Alitalia to lose 1 bln euros in 2008, takeover sealed

ROME (Reuters) - Italian airline Alitalia will lose $1.25 billion in 2008 but a pending takeover by a group of Italian businessmen could revive its fortunes, the administrator overseeing its bankruptcy said as he signed off on the deal.

As final plans to sell Alitalia to the CAI group are wrapped up, administrator Augusto Fantozzi urged more Italians to fly the airline that is canceling more than 100 flights a day due to protests by employees against the deal.

“I often receive expressions of affection for Alitalia by Italians abroad,” he told a news conference after approving the takeover. “I wish more Italians here would do the same.”

CAI will pay 427 million euros ($534.8 million) in cash and take on debt worth 625 million euros to buy Alitalia’s best assets, while the airline’s remaining debt and unprofitable units will be taken on by the Italian state, Fantozzi said.

“It’s a sale. Believe me, it’s not a donation,” Fantozzi said, brushing off criticism that the government-backed deal was designed to privatise the carrier’s expected future profits while leaving its debts on the shoulders of Italian taxpayers.

The Italian government and the European Commission have already approved the sale, leaving labour protests the only hurdle remaining before CAI. But union anger has shown little sign of halting the deal, and CAI has already began approaching Alitalia workers individually to hire them.

The deal with CAI will close on Nov. 30, Fantozzi said, adding that any issues related to Alitalia will be the investor group’s responsibility after that date, even if the official relaunch of the airline is delayed.

CAI, a group of 16 top Italian business names formed after Prime Minister Silvio Berlusconi urged Italian entrepreneurs to save the money-losing carrier, plans to reinvent Alitalia as a smaller, more efficient airline.

That comes after a painful two-year hunt for a buyer that included a failed auction and the collapse of a planned deal to be bought by Air France-KLM, leaving the airline on the brink of liquidation more than once.

It filed for bankruptcy in August, crippled by high labour costs, strikes, surging oil prices and political meddling.

Alitalia is expected to post an operating loss of 1 billion euros in 2008, on revenue of 3.7 billion euros, Fantozzi said.

CAI is also expected to pick either Air France-KLM (AIRF.PA) or Lufthansa (LHAG.DE) as a foreign partner to give Alitalia operational backing and buy a 20 percent stake in the carrier.

Fantozzi said either partner would be suitable for the airline, but that the decision rested with CAI. He said CAI would ensure that Alitalia, unlike in the past, “will have a price structure comparable with other airlines.”

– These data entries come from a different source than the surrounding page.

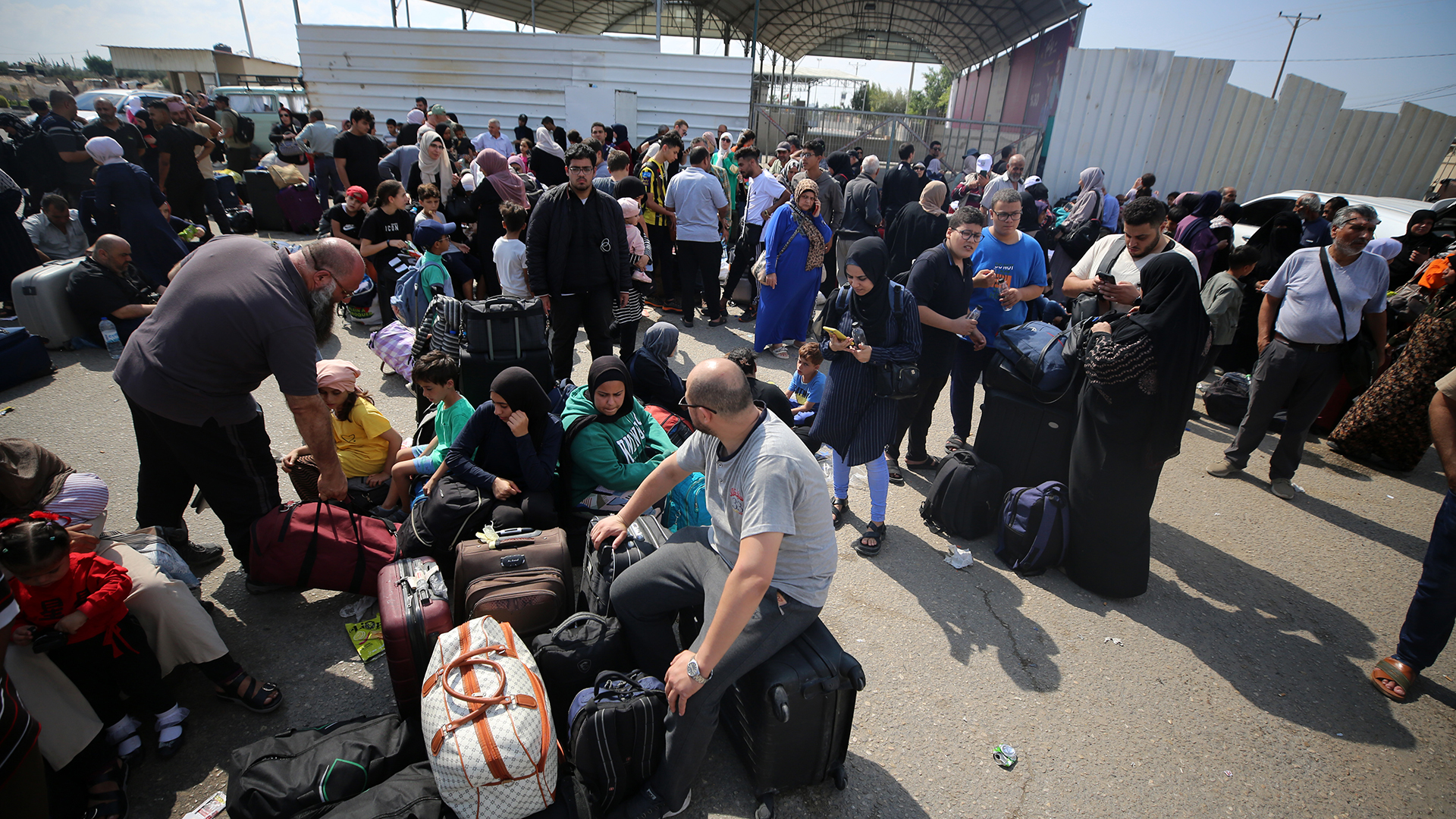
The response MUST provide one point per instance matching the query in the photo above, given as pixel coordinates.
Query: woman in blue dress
(794, 241)
(880, 322)
(128, 205)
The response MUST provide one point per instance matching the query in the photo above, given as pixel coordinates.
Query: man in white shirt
(494, 139)
(701, 209)
(764, 196)
(1141, 241)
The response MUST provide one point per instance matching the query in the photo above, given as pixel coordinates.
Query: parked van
(261, 105)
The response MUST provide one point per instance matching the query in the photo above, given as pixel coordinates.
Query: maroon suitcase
(321, 545)
(525, 580)
(414, 610)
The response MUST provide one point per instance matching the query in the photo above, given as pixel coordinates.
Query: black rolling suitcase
(789, 717)
(1025, 431)
(478, 371)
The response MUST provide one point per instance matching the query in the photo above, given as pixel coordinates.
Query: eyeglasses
(686, 406)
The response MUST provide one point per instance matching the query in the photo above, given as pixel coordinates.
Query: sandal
(1397, 672)
(108, 803)
(875, 534)
(259, 697)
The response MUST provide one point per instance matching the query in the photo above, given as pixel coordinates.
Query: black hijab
(609, 369)
(523, 392)
(871, 309)
(1171, 315)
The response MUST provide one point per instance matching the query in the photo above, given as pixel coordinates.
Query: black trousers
(743, 257)
(99, 673)
(698, 265)
(231, 464)
(664, 264)
(568, 314)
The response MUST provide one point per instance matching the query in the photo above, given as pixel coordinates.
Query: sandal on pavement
(875, 534)
(1397, 672)
(258, 697)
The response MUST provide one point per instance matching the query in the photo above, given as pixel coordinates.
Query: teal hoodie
(619, 453)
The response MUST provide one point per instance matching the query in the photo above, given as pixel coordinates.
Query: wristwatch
(693, 672)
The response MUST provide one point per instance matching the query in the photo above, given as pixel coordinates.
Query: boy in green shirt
(436, 373)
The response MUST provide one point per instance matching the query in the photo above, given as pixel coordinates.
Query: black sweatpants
(231, 464)
(592, 309)
(99, 672)
(698, 264)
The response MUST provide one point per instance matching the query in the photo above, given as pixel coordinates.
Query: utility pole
(1298, 19)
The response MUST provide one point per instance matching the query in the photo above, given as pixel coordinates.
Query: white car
(1394, 213)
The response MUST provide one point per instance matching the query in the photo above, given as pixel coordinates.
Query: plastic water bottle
(108, 331)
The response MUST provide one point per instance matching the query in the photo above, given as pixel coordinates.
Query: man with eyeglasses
(1301, 334)
(762, 569)
(577, 259)
(941, 280)
(1011, 268)
(237, 312)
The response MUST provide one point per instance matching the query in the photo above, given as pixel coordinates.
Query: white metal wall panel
(1188, 111)
(1107, 114)
(479, 74)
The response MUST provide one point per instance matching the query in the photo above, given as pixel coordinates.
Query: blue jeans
(1433, 608)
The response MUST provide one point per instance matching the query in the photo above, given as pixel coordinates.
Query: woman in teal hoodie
(615, 452)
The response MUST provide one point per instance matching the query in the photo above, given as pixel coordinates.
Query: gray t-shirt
(235, 314)
(770, 484)
(696, 196)
(1307, 312)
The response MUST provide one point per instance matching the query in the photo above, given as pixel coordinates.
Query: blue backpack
(1034, 528)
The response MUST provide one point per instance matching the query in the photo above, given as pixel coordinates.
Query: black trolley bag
(789, 717)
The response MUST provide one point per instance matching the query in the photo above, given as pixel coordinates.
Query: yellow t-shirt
(360, 441)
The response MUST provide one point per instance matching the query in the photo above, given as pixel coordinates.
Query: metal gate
(883, 134)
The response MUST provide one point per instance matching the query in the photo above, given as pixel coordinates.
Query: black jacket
(548, 242)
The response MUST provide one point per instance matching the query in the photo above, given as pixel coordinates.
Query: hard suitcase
(601, 566)
(504, 327)
(414, 610)
(525, 579)
(789, 717)
(42, 306)
(478, 371)
(262, 196)
(22, 357)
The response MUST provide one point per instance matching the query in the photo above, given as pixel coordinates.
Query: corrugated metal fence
(1130, 111)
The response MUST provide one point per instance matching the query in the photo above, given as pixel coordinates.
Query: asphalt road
(1237, 686)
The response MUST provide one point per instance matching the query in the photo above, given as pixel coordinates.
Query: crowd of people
(843, 261)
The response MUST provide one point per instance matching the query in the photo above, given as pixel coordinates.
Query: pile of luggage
(517, 692)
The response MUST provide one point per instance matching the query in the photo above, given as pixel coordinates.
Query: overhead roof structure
(954, 33)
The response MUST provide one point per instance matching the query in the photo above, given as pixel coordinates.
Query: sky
(1359, 46)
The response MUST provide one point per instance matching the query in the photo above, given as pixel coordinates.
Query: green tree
(99, 64)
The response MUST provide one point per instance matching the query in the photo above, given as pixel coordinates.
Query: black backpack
(305, 773)
(618, 735)
(965, 496)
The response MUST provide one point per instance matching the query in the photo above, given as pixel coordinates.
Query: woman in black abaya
(1141, 373)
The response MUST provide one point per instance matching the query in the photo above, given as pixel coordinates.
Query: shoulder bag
(1357, 356)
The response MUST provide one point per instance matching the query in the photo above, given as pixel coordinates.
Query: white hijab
(546, 142)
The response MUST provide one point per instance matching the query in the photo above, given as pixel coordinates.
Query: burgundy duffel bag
(321, 545)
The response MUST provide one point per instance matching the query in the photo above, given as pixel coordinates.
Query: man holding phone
(941, 280)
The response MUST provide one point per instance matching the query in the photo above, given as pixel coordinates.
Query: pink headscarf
(338, 373)
(497, 169)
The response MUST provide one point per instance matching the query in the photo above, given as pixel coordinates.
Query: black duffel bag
(306, 773)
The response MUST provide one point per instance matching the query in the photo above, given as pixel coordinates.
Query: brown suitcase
(525, 580)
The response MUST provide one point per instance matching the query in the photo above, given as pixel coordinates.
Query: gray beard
(321, 306)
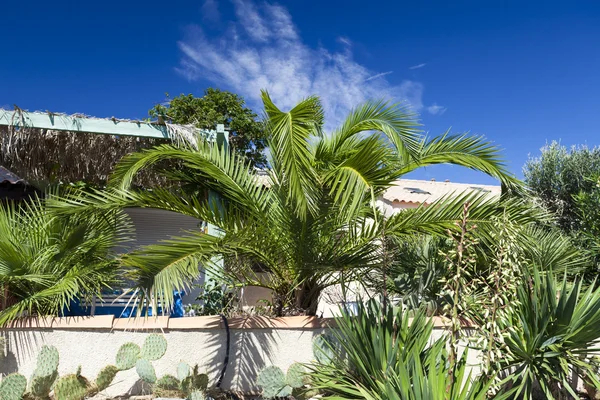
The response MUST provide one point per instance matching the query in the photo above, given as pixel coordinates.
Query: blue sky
(519, 74)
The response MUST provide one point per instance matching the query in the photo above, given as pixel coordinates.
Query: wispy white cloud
(345, 40)
(376, 76)
(210, 10)
(418, 66)
(262, 49)
(435, 109)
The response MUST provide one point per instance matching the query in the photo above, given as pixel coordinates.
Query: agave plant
(47, 261)
(309, 221)
(383, 352)
(552, 334)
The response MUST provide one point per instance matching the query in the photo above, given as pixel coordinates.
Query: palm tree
(310, 222)
(47, 261)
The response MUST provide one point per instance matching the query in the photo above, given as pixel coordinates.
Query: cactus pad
(127, 356)
(195, 381)
(168, 382)
(155, 346)
(323, 348)
(295, 375)
(183, 370)
(145, 370)
(47, 362)
(106, 376)
(13, 387)
(41, 386)
(71, 387)
(272, 381)
(197, 395)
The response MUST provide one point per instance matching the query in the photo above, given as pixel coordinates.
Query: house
(152, 225)
(412, 193)
(13, 188)
(404, 194)
(54, 145)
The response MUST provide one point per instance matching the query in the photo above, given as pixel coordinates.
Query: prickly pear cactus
(295, 375)
(47, 361)
(145, 370)
(155, 346)
(272, 381)
(197, 395)
(105, 377)
(168, 382)
(13, 387)
(41, 386)
(323, 349)
(127, 356)
(195, 381)
(71, 387)
(183, 370)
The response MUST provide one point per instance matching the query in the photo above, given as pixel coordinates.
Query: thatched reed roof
(46, 156)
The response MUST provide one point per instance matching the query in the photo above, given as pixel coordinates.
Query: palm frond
(396, 122)
(472, 152)
(289, 134)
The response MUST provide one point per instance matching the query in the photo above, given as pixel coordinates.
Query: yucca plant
(384, 353)
(309, 220)
(551, 336)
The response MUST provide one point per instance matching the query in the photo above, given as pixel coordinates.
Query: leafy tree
(310, 221)
(47, 261)
(247, 135)
(559, 174)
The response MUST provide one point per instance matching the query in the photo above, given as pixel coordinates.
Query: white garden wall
(93, 342)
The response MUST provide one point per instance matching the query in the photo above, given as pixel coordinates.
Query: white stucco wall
(251, 350)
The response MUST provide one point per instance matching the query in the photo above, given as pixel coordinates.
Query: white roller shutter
(152, 226)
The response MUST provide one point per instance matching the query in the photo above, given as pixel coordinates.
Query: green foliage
(273, 383)
(47, 361)
(71, 387)
(307, 217)
(12, 387)
(2, 348)
(247, 136)
(551, 330)
(388, 354)
(168, 382)
(197, 395)
(559, 174)
(295, 375)
(155, 346)
(216, 298)
(194, 381)
(325, 348)
(127, 356)
(183, 370)
(106, 376)
(46, 372)
(41, 386)
(145, 370)
(47, 261)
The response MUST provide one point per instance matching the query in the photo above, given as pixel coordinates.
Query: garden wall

He said Alitalia’s load factor, the indicator of how well it manages to fill its flights, had been falling for years, and had “understandably collapsed” in recent months.

“I suppose that an international alliance will aim at ensuring a satisfactory load factor,” he said.

Italian media say the French airline is likely to edge out its German rival, but sources close to CAI have cautioned that no decision has been made so far and talks continue.